Entscheidungsstichwort (Thema)
Gesetzliche Unfallversicherung. Unfallfolgen. HWS-Distorsion. chronischer Tinnitus. Hyperakusis. Normalhörigkeit
Orientierungssatz
1. Folge einer unfallbedingten HWS-Distorsion kann auch das Auftreten eines Tinnitus sein.
2. Für die Kausalität leichter Distorsionen der HWS gilt: je länger das beschwerdefreie Intervall nach dem Unfall und je protrahierter der Verlauf mit Ausweitung der Symptomatik später war, desto weniger wahrscheinlich ist, dass der Unfall die alleinige und wesentliche Ursache für das Beschwerdebild war.
Tenor
Auf die Berufung der Klägerin werden das Urteil des Sozialgerichts Neuruppin vom 30. April 2009 sowie der Bescheid der Beklagten vom 05. Oktober 2005 in der Gestalt des Widerspruchsbescheides vom 24. Februar 2006 geändert und festgestellt, dass der Tinnitus links auch über den 31. Juli 2004 hinaus Folge des Arbeitsunfalls vom 20. November 2003 ist. Im Übrigen wird die Berufung zurückgewiesen.
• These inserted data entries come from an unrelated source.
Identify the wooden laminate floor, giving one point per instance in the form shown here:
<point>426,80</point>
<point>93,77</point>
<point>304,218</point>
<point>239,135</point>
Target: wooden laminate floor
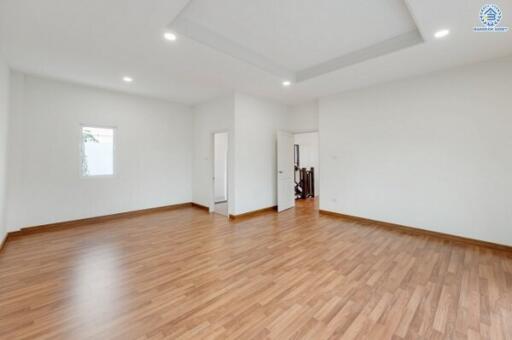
<point>187,274</point>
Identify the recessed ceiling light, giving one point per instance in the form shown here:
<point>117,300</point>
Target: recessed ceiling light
<point>441,33</point>
<point>170,36</point>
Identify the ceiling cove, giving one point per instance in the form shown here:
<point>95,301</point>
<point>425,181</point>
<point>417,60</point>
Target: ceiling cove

Die Beklagte erstattet der Klägerin die Hälfte der notwendigen außergerichtlichen Kosten des erst- und zweitinstanzlichen Verfahrens.
Die Revision wird nicht zugelassen.
Tatbestand
Streitig ist die Feststellung weiterer Folgen eines Arbeits- / Wegeunfalls vom 20. November 2003.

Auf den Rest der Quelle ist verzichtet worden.